We investigate the effect of dexamethasone on acute and chronic back pain and found that dexamethasone reduced the incidence of both acute and chronic back pain. This effect may be associated with anti-inflammation and inhibition of peripheral hyperalgesic state. Inflammatory mediators can modulate nociception and contribute to the amplification and persistence of pain [21,2427]. Local dexamethasone infiltration can inhibit the peripheral hyperalgesic state via inhibition of pro-inflammatory factors and cytokines.

Interestingly, we found dexamethasone significantly decreased the incidence of chronic back pain in patients without acute back pain.
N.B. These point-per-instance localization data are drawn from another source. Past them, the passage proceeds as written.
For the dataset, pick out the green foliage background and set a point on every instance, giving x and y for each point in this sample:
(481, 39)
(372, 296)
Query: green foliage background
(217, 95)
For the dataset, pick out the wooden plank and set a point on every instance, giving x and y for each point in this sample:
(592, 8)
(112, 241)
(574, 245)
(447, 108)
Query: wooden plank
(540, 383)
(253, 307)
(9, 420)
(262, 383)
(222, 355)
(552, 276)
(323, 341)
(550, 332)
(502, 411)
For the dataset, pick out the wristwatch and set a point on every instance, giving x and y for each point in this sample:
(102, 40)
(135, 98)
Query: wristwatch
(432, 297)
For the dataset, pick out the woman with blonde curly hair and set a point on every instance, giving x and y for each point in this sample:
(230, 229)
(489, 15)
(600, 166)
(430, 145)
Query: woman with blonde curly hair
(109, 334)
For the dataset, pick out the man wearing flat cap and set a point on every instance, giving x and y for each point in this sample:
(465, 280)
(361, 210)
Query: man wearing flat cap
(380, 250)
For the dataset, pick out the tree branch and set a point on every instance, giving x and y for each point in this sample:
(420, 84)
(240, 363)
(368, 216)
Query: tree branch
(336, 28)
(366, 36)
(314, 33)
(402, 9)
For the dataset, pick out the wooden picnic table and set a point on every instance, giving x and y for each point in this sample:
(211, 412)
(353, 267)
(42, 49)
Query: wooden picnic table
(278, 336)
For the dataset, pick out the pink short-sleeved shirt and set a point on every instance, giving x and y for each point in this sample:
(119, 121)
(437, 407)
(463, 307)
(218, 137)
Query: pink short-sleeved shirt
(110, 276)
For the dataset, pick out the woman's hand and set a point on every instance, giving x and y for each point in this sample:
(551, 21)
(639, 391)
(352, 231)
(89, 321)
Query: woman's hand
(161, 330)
We could not understand the mechanism of how these patients without preoperative back pain and acute back pain experienced chronic back pain after combined spinal-epidural anesthesia. These patients might have had local trauma caused by the epidural needle, needed to resume work or other physical labor resulting in chronic back pain, or due to dexamethasone’s effects of anti-inflammation and inhibition of phospholipase A2 and cyclo-oxygenase-2 to reduce the incidence of chronic back pain in patients without acute back pain.

In this study, the incidence of lumbar pain was significantly higher than that reported by Hakim et al. in 2012 [7], this may be due to differences in methods of pain assessment, in our study, the pain was evaluated in knee-chest position, which was not used in study of Hakim.

Limitations

In this study, we did not compare the effect of different methods of administration of dexamethasone, including intravenous injection and epidural injection. Further research is needed to compare the effect of different administration methods of dexamethasone on postoperative lumbar pain. In the future, we also will focus on the mechanism in patients suffering chronic back pain without acute back pain. In addition, this method is suitable for laparotomy but not minimally invasive surgery such as laparoscopic surgery and robotic surgery, which are currently widely used in gynecological surgery. Laparoscopic surgery may provide a better outcome and fewer complications than traditional laparotomy [28].

Conclusions

The addition of dexamethasone to local lidocaine infiltration decreases the incidence and VAS score of lumbar pain after gynecological non-laparoscopic surgery. It also reduces the dosage of supplementary analgesics required after combined spinal-epidural anesthesia.

Footnotes

This study was registered with the Chinese Clinical Trial Registry (ChiCTR-TRC-12002344)

Source of support: Departmental sources

Conflict of interest

The authors have no conflicts of interest.